Desde entonces, sin embargo, Joséphine y él han hablado muchas veces. Ella le sirve chocolate y bizcochos cuando él interrumpe su trabajo y a menudo los oigo reír. Joséphine ya no tiene aquella mirada asustada y ausente. Me he dado cuenta de que ahora pone más atención en su aspecto. Esta mañana, sin ir más lejos, me ha anunciado que quería ir al bar a recoger algunas de sus pertenencias.

– Te acompañaré -le digo.

Pero Joséphine movió negativamente la cabeza.
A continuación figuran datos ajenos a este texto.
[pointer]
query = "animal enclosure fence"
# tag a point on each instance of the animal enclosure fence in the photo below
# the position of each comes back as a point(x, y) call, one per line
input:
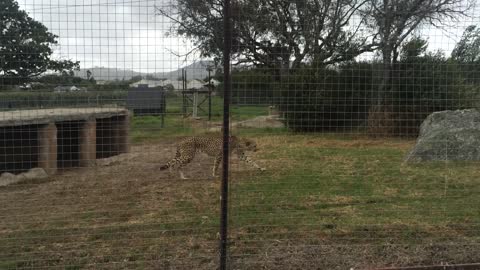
point(349, 132)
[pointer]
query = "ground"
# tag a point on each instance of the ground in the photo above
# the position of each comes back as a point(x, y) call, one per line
point(325, 202)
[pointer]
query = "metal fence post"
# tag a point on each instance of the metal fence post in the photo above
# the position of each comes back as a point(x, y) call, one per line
point(226, 137)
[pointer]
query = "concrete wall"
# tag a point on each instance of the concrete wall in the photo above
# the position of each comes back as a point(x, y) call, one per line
point(62, 144)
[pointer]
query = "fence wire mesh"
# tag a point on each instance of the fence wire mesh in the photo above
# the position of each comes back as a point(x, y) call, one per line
point(354, 126)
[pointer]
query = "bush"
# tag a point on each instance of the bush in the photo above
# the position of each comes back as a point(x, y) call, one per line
point(328, 99)
point(423, 85)
point(252, 87)
point(32, 100)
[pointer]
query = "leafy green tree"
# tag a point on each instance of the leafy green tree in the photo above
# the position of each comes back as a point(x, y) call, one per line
point(467, 54)
point(25, 46)
point(393, 22)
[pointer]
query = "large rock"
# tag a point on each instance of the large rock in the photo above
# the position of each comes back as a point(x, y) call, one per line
point(448, 135)
point(32, 174)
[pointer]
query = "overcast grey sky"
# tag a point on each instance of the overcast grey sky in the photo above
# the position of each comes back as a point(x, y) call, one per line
point(123, 34)
point(126, 34)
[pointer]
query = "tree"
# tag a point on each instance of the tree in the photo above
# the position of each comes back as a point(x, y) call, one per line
point(467, 54)
point(467, 49)
point(25, 46)
point(394, 21)
point(276, 34)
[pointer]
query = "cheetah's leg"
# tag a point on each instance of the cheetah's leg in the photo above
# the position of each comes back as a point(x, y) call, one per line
point(216, 165)
point(184, 157)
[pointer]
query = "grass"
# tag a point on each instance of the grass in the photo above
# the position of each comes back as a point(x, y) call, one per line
point(149, 128)
point(349, 192)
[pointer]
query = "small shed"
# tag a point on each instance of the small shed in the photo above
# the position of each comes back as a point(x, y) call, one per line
point(144, 100)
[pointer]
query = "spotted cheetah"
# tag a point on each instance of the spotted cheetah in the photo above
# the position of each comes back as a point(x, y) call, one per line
point(211, 146)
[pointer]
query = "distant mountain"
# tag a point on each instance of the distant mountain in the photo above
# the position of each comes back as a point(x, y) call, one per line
point(197, 70)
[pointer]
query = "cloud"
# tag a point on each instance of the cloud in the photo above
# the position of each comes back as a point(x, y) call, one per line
point(126, 34)
point(123, 34)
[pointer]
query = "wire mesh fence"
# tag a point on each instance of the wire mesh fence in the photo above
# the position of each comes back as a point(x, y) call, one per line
point(353, 134)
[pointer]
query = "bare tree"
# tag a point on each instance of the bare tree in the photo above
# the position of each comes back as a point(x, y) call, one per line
point(278, 34)
point(394, 21)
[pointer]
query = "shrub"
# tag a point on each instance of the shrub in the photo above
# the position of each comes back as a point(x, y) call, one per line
point(328, 99)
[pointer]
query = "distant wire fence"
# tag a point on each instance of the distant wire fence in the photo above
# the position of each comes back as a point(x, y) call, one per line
point(349, 132)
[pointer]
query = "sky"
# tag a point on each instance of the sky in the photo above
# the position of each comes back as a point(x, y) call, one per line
point(123, 34)
point(127, 34)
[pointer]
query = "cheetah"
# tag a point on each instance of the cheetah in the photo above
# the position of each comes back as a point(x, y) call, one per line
point(212, 146)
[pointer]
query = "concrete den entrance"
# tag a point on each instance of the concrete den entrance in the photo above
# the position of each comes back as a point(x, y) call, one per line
point(55, 139)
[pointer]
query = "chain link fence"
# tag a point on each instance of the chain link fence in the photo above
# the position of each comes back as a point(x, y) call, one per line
point(349, 133)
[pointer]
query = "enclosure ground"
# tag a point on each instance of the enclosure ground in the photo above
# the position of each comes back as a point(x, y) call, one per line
point(325, 202)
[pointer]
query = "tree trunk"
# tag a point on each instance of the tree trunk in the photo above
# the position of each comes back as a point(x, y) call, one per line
point(381, 118)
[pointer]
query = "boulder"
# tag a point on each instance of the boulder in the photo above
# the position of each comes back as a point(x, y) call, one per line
point(35, 173)
point(448, 135)
point(32, 174)
point(7, 179)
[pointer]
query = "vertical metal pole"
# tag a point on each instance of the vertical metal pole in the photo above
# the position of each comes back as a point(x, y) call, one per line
point(209, 96)
point(226, 136)
point(195, 103)
point(184, 105)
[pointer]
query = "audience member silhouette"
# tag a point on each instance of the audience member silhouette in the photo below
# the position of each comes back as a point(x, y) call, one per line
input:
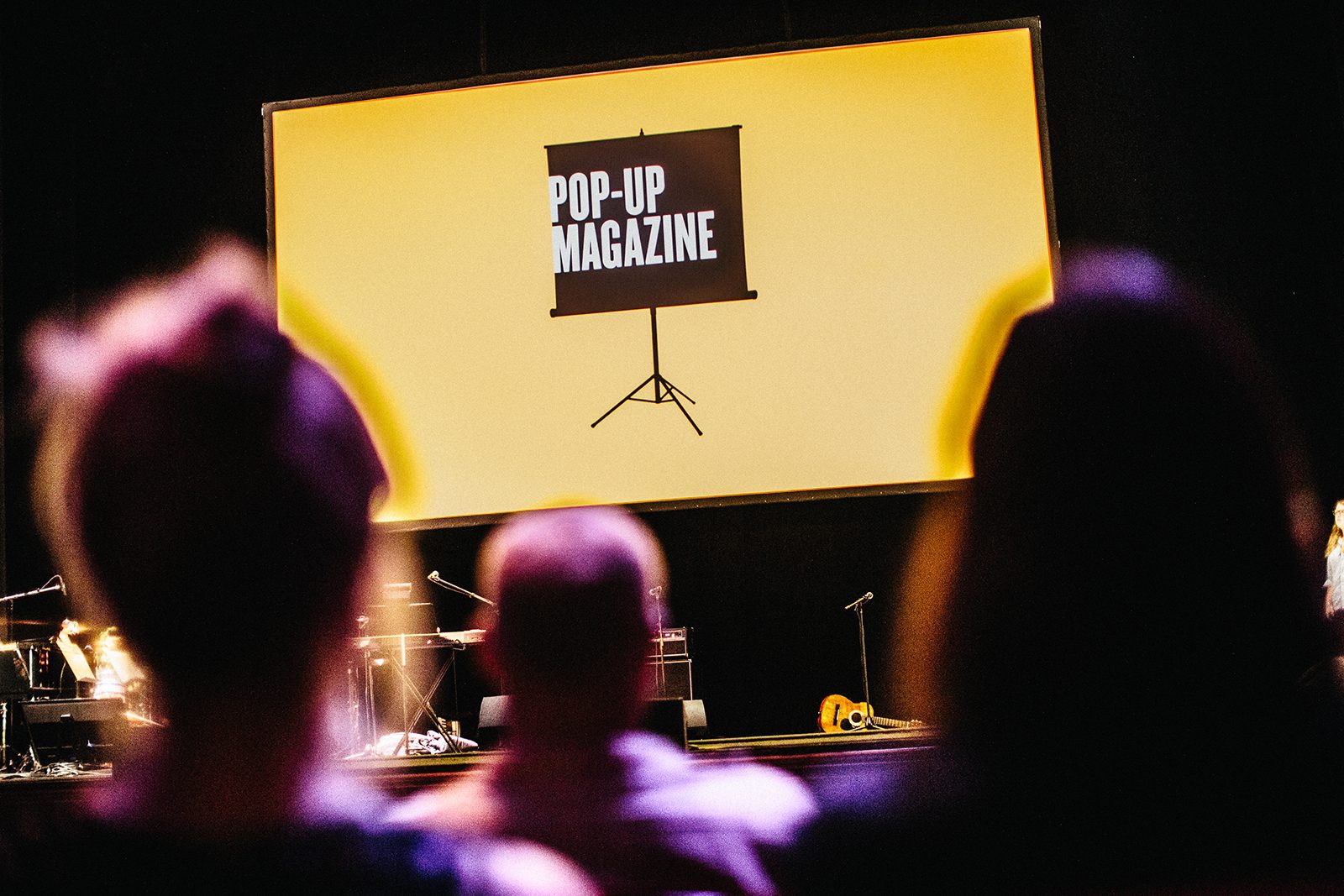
point(210, 486)
point(1129, 622)
point(575, 618)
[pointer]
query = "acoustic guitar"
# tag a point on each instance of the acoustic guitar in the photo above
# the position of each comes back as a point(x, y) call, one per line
point(840, 714)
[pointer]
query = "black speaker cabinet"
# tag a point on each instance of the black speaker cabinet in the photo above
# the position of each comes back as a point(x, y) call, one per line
point(87, 730)
point(671, 679)
point(682, 720)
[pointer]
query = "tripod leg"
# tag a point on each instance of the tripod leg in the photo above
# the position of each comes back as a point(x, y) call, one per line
point(671, 389)
point(685, 412)
point(622, 401)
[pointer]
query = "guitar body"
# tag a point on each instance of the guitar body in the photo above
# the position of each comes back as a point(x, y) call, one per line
point(839, 714)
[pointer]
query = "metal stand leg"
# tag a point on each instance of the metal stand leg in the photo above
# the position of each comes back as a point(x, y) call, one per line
point(663, 389)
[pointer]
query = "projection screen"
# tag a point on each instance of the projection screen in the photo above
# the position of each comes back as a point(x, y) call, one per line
point(893, 217)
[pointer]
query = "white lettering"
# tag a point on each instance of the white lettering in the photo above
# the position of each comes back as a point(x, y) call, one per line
point(578, 196)
point(633, 181)
point(564, 248)
point(557, 184)
point(656, 181)
point(652, 255)
point(685, 244)
point(601, 184)
point(633, 249)
point(611, 244)
point(591, 259)
point(706, 217)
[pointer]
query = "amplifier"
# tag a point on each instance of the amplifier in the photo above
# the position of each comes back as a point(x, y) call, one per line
point(669, 642)
point(85, 730)
point(671, 679)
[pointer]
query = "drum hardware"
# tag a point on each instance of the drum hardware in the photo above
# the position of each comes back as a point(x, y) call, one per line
point(393, 651)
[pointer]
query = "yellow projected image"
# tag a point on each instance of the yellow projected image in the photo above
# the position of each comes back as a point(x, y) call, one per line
point(893, 221)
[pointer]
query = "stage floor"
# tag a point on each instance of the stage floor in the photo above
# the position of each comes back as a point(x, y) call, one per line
point(804, 754)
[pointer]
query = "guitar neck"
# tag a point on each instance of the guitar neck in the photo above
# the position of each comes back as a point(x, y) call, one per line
point(897, 723)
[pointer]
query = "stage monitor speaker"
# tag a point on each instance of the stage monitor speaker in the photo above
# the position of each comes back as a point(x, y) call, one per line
point(494, 720)
point(682, 720)
point(85, 730)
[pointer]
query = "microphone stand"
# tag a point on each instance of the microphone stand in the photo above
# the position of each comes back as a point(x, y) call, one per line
point(864, 658)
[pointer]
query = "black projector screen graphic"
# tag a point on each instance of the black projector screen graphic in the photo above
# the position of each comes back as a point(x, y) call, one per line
point(647, 222)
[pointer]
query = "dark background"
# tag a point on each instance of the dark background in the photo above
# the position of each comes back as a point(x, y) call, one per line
point(131, 130)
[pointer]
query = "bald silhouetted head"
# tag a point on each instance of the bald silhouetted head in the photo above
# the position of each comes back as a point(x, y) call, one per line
point(575, 607)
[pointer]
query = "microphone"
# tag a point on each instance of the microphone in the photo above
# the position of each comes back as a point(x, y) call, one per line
point(862, 600)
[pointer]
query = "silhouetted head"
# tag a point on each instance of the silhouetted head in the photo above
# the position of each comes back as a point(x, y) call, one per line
point(575, 614)
point(206, 479)
point(1132, 609)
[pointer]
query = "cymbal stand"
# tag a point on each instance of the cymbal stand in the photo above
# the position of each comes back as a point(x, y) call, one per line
point(864, 660)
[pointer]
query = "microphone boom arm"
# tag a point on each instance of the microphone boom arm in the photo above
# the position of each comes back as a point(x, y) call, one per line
point(433, 577)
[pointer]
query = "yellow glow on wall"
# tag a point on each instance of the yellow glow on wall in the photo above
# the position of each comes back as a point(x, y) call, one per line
point(893, 196)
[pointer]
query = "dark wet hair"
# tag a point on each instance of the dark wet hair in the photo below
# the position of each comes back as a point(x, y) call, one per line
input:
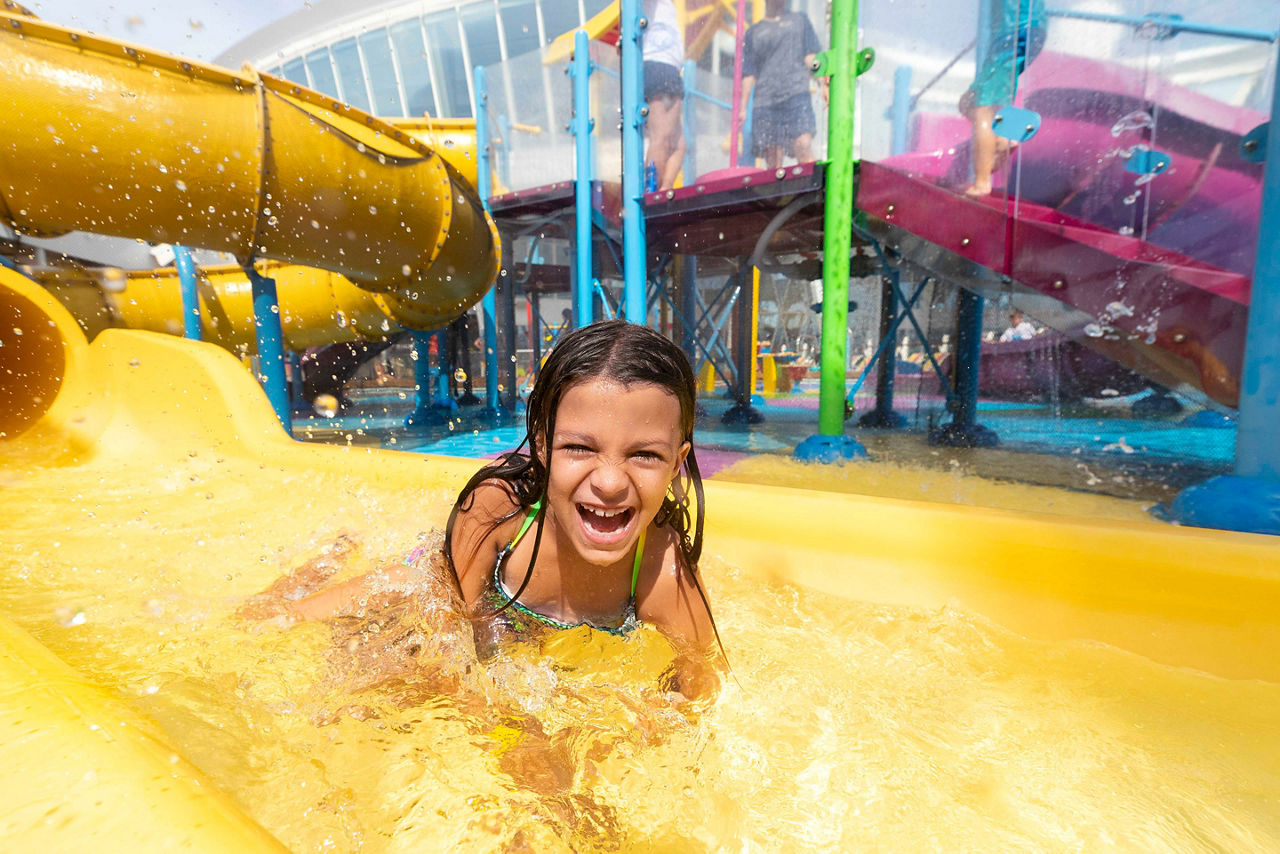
point(625, 354)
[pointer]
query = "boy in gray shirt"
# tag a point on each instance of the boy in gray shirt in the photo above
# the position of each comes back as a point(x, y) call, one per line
point(777, 53)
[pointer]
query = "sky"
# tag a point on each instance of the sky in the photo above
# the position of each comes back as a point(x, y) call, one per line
point(196, 28)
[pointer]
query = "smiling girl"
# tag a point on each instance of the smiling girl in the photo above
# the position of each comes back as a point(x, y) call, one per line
point(600, 524)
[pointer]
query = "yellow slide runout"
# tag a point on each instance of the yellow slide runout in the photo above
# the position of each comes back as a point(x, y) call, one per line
point(105, 137)
point(83, 768)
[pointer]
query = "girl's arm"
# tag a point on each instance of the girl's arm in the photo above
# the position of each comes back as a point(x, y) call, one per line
point(476, 530)
point(668, 598)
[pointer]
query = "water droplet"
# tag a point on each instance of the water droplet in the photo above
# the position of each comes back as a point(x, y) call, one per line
point(1136, 120)
point(325, 406)
point(69, 616)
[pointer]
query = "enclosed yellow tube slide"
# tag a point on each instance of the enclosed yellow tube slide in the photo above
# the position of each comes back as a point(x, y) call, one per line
point(105, 137)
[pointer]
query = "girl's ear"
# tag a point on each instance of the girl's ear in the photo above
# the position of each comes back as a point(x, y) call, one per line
point(681, 456)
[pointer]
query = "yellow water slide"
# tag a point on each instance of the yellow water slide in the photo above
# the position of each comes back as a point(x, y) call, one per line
point(106, 137)
point(83, 765)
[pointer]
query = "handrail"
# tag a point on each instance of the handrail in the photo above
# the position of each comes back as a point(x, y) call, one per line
point(1170, 23)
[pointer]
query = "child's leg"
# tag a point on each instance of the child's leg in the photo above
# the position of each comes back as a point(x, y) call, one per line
point(984, 145)
point(668, 172)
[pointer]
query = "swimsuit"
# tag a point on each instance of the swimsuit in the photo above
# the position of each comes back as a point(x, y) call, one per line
point(501, 597)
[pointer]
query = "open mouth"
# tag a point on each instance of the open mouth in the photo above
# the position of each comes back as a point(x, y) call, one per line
point(606, 523)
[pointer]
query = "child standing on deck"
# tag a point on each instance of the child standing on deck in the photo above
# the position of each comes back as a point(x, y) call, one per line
point(1015, 39)
point(599, 524)
point(777, 54)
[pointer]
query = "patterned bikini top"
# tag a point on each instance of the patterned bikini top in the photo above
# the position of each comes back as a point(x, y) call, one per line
point(501, 596)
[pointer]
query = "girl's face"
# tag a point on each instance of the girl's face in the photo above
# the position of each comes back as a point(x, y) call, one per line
point(615, 452)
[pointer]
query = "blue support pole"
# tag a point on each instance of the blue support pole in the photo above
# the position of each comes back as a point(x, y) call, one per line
point(583, 124)
point(489, 304)
point(1249, 499)
point(187, 284)
point(270, 345)
point(964, 430)
point(632, 164)
point(900, 112)
point(421, 351)
point(442, 401)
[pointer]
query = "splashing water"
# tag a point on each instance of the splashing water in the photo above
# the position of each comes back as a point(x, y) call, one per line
point(1136, 120)
point(896, 727)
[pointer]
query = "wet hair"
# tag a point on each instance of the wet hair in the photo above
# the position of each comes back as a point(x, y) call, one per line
point(621, 352)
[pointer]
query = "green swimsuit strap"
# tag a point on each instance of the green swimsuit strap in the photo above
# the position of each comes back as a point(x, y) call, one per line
point(533, 514)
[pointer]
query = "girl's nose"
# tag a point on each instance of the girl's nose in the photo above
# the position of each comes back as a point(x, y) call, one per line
point(608, 478)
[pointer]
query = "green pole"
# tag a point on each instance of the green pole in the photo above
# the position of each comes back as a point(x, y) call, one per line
point(837, 218)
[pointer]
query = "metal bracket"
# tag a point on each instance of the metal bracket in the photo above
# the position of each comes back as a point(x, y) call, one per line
point(1147, 161)
point(1015, 123)
point(1253, 145)
point(822, 63)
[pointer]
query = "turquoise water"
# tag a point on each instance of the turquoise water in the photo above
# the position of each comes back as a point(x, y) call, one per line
point(379, 419)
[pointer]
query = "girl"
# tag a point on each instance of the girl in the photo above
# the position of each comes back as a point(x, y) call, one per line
point(599, 524)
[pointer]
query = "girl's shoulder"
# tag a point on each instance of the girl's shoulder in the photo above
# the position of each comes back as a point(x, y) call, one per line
point(668, 593)
point(485, 520)
point(490, 501)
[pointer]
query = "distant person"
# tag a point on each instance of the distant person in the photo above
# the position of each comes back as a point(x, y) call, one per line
point(1019, 328)
point(1015, 39)
point(663, 90)
point(777, 54)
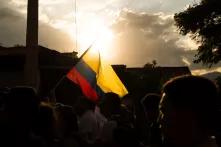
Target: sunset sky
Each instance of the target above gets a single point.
(131, 32)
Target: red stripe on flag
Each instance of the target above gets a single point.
(77, 78)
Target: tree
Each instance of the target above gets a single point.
(203, 22)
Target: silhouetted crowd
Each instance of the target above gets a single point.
(187, 113)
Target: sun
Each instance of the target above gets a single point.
(99, 35)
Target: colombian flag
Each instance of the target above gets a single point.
(95, 77)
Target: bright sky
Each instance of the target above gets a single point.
(131, 32)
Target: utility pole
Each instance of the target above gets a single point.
(32, 75)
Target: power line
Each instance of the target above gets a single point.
(75, 31)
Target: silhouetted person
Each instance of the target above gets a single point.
(117, 117)
(21, 108)
(189, 112)
(150, 103)
(45, 125)
(67, 126)
(87, 123)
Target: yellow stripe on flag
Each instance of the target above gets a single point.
(108, 80)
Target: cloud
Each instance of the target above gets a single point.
(13, 31)
(143, 37)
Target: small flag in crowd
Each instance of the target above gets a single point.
(95, 77)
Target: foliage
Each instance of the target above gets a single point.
(203, 22)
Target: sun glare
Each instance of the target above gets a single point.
(99, 35)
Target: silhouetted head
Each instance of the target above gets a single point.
(150, 103)
(110, 105)
(189, 110)
(83, 104)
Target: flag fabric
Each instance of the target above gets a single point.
(95, 77)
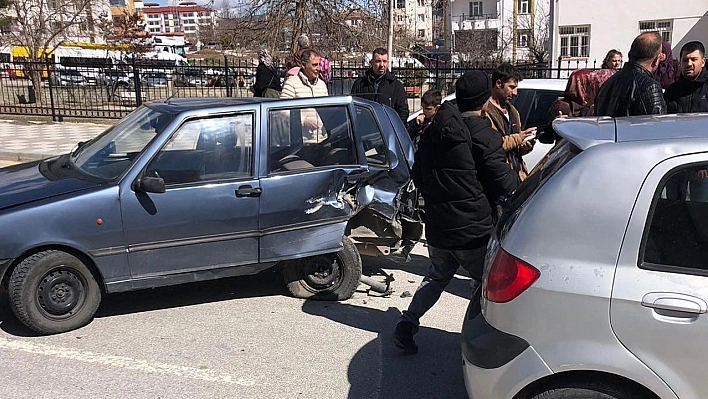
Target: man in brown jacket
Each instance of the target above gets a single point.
(506, 120)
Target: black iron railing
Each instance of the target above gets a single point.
(94, 93)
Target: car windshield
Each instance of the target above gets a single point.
(109, 155)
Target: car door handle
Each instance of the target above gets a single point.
(675, 302)
(248, 191)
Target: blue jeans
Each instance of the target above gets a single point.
(443, 265)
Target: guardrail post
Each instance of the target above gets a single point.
(51, 91)
(138, 87)
(229, 89)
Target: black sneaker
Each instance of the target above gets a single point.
(403, 337)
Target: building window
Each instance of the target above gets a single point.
(524, 7)
(523, 38)
(663, 27)
(475, 8)
(575, 41)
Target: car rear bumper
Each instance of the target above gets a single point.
(496, 365)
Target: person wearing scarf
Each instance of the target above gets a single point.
(267, 79)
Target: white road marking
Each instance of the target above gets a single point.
(123, 362)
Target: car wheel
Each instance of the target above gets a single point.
(331, 277)
(595, 392)
(53, 292)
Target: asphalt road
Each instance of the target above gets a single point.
(243, 338)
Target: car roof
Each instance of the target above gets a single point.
(179, 105)
(532, 84)
(588, 132)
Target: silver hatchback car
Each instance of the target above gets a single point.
(596, 280)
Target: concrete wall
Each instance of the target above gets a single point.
(615, 23)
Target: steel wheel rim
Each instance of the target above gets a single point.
(324, 273)
(61, 293)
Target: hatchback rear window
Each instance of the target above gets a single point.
(558, 156)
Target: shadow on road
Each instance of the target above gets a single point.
(418, 265)
(379, 370)
(267, 283)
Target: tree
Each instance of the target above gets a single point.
(126, 32)
(332, 25)
(40, 26)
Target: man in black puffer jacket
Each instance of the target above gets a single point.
(690, 92)
(633, 90)
(458, 218)
(498, 180)
(379, 85)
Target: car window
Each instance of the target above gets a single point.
(533, 106)
(556, 158)
(678, 223)
(206, 150)
(306, 138)
(374, 145)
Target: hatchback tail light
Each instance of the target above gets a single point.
(508, 277)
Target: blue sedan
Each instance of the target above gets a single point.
(197, 189)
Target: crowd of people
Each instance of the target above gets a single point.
(469, 160)
(469, 157)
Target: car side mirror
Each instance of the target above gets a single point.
(149, 185)
(358, 175)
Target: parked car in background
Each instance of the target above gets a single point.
(115, 77)
(191, 77)
(535, 98)
(154, 79)
(194, 189)
(67, 77)
(596, 279)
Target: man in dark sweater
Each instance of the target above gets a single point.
(493, 171)
(690, 92)
(380, 85)
(458, 217)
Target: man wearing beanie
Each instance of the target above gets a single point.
(458, 218)
(498, 179)
(505, 118)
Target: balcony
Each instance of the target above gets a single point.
(470, 22)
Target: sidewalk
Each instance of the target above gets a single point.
(26, 141)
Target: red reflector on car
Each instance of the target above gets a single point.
(508, 277)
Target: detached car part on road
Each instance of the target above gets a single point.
(198, 189)
(596, 280)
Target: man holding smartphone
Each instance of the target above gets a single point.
(506, 120)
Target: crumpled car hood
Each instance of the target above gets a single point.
(25, 183)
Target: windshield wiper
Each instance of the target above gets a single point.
(79, 147)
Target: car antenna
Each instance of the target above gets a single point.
(175, 89)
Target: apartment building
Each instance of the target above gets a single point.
(416, 16)
(186, 17)
(583, 32)
(500, 29)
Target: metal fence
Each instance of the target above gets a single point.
(85, 92)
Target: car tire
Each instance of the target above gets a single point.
(53, 292)
(594, 391)
(331, 277)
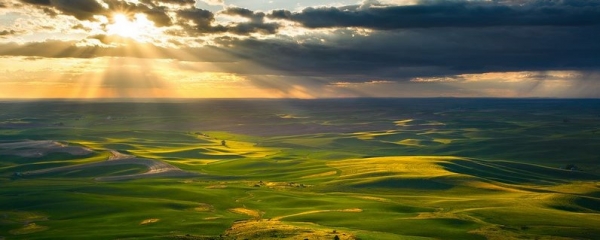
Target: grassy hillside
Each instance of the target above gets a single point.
(462, 170)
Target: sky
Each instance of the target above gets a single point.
(299, 49)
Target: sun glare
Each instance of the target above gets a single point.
(137, 28)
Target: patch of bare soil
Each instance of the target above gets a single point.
(269, 229)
– Puedo ir sola -parecía feliz, satisfecha de haber hecho acopio de tanta decisión-. Además, Roux dice que si no me enfrento con Paul… -se ha interrumpido como si se sintiera cohibida-. En fin, que he decidido ir, eso es todo -declara, muy colorada pero muy decidida-. Tengo que recoger libros, ropa… antes de que Paul lo tire todo, quiero llevarme lo que es mío.

Asentí.

– ¿Y cuándo piensas ir?

Y ya, sin vacilación alguna, dice:

– El domingo. Cuando él esté en la iglesia. Con un poco de suerte podré entrar y salir del café sin encontrármelo. No necesito mucho tiempo.

La miro.

– ¿Seguro que no quieres que te acompañe?

Vuelve a decirme que no con un gesto.

– Además, no estaría bien.

Aquella expresión decorosa suya me ha hecho sonreír, pese a lo cual sabía a qué se refería. Aquél era su territorio, un territorio que pertenecía a ella y a su marido, marcado de forma indeleble por el rastro de la vida que habían compartido. Yo allí no tenía nada que hacer.

– Todo irá bien -dice con una sonrisa-. Sé cómo hay que manejarlo, Vianne. No es la primera vez.

– Espero que no haya necesidad de manejarlo.

– No la habrá -con un gesto que tenía algo de absurdo, tiende la mano y roza la mía, como si quisiera tranquilizarme-. Te prometo que no será necesario.